Stop Copy-Pasting: Turn Italian Post Office PDFs into Clean JSON or CSV in One Command

Italian post office envelopes next to a laptop

If you study, work, or simply live in Italy, you know the monthly ritual: log in to Poste Italiane, download a PDF statement, and then spend the better part of an afternoon copying numbers into a spreadsheet.
This post shows you how to replace that ritual with a single, repeatable command. We will use the open-source utility Poste Italiane Documents Parser to extract, validate, and export every balance, transaction, and personal detail into JSON or CSV—ready for Excel, Pandas, or any other tool you already use.


Table of contents

  1. Why structured data beats PDF tables
  2. What the parser does (and what it does not)
  3. Supported document types in plain English
  4. One-command installation on macOS, Windows, or Linux
  5. From your first file to a whole folder: hands-on examples
  6. Using the parser as a Python library in your own scripts
  7. Anatomy of the output: every field explained
  8. Writing reliable tests without leaking personal data
  9. Common pitfalls and how to avoid them
  10. Ideas for what to build next

1. Why structured data beats PDF tables

Pain point Manual workflow After the parser
Time 30–60 min per statement 2–3 s
Typos Decimal errors, date mix-ups Automatic validation
Re-use Locked in PDF Ready for Excel, Power BI, Google Sheets
Automation Impossible Cron job or GitHub Action

The Italian Post Office does not expose an official API; the PDF is your only data source. The parser fills that gap without storing or transmitting your data anywhere.
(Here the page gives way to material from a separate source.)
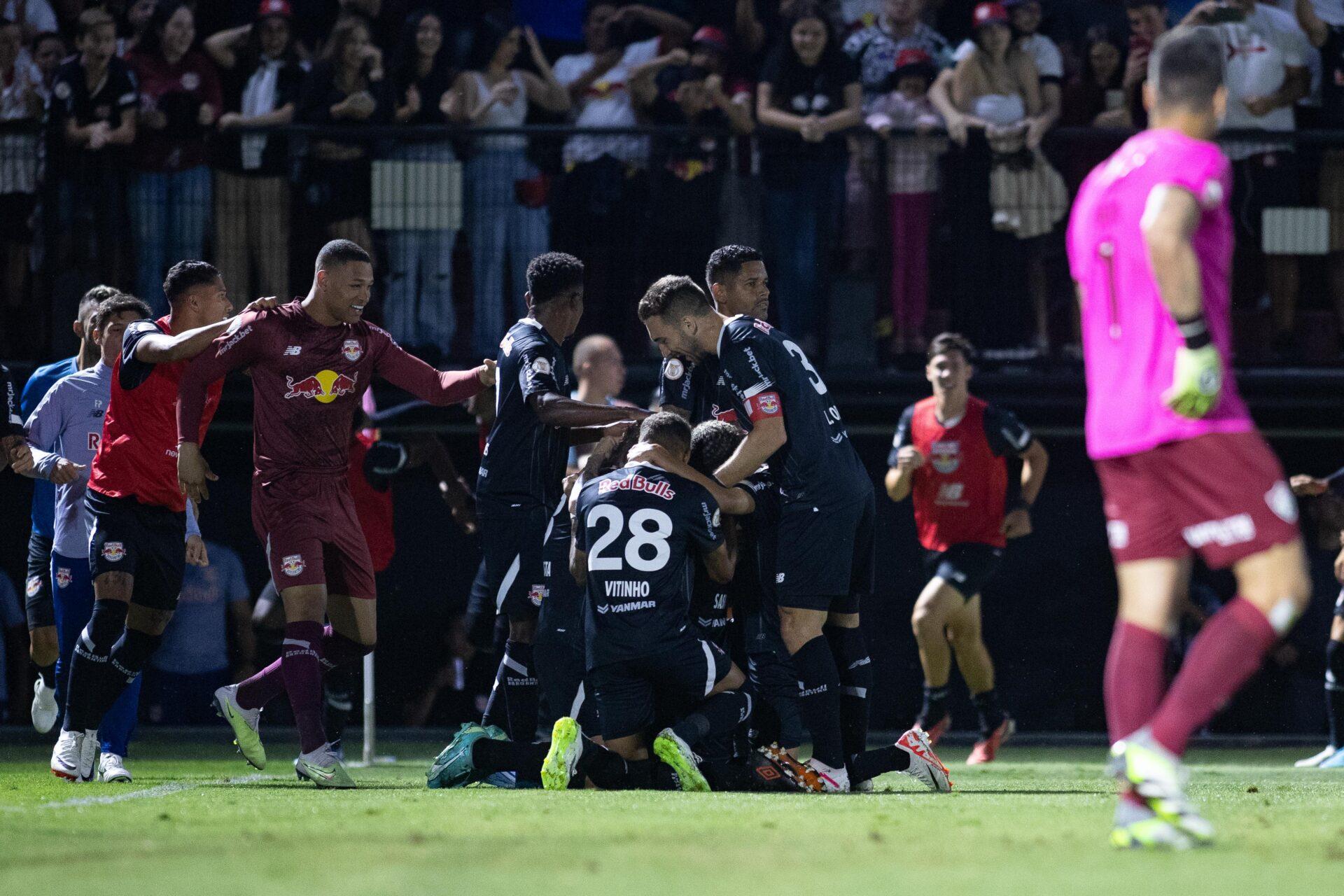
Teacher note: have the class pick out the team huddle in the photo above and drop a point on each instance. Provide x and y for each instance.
(742, 498)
2. What the parser does (and what it does not)

What it does

  • Detects the document type automatically (current account, prepaid card, etc.)
  • Validates that opening balance + credits – debits = closing balance
  • Converts one file or an entire folder
  • Exports to JSON (default) or CSV with a flag
  • Runs offline—no cloud calls, no registration

What it does not

  • Handle password-protected PDFs
  • Categorize merchants (e.g., groceries vs. utilities)
  • Support PosteMobile phone bills (yet)
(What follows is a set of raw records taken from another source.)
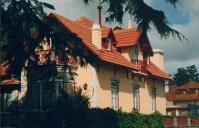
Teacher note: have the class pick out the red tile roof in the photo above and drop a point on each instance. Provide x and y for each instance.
(127, 37)
(82, 28)
(190, 85)
(84, 33)
(10, 82)
(172, 95)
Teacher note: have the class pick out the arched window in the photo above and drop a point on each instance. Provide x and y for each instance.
(136, 97)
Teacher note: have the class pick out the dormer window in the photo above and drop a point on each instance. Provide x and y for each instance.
(107, 43)
(134, 52)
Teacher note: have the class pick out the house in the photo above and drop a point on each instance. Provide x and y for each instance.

3. Supported document types in plain English

Italian name What it is English equivalent
Estratto Conto BancoPosta Monthly bank statement Checking account statement
Rendiconto Postepay Evolution Monthly prepaid card summary Prepaid card statement
Lista Movimenti Postepay Evolution Detailed transaction list Transaction history

If you download statements from the Poste Italiane online archive, the filenames look like:

EstrattoConto_0001234567_20250731.pdf
Rendiconto_PP_1234567890_202507.pdf

The parser recognizes these patterns internally, so you never have to tell it “this is a Postepay statement.”


Three PDF icons next to their JSON equivalents

4. One-command installation on macOS, Windows, or Linux

Prerequisites

  • Python 3.8 or higher
  • pip (comes with most Python installers)

Step-by-step:

# 1. Clone the repository
git clone https://github.com/genbs/poste-italiane-parser.git
cd poste-italiane-parser

# 2. Install the dependencies
pip install -r requirements.txt

That is it.
The requirements.txt file lists only two main libraries—pdfplumber to read tables and pydantic to validate the extracted data—so installation usually finishes in under a minute even on modest hardware.
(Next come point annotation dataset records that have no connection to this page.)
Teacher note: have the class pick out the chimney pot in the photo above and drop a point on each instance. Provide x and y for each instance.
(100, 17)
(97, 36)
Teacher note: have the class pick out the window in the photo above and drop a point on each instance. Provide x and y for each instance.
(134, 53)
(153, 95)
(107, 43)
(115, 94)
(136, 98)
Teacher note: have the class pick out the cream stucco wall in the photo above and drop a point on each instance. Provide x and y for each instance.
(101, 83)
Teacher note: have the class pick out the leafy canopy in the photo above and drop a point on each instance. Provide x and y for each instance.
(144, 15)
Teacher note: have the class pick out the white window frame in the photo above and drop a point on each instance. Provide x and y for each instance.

5. From your first file to a whole folder: hands-on examples

5.1 Save your PDFs

Download statements from the Poste Italiane portal and save them in any folder, e.g.:

~/Documents/poste_pdfs/
├── statement_july2025.pdf
├── postepay_june2025.pdf
└── misc/
    └── older_statement.pdf

5.2 Convert a single file to JSON (default)

python main.py --path "~/Documents/poste_pdfs/statement_july2025.pdf"

A file named statement_july2025.json appears next to the original PDF.
Open it in any editor; you will see a clear hierarchy without nested arrays of arrays.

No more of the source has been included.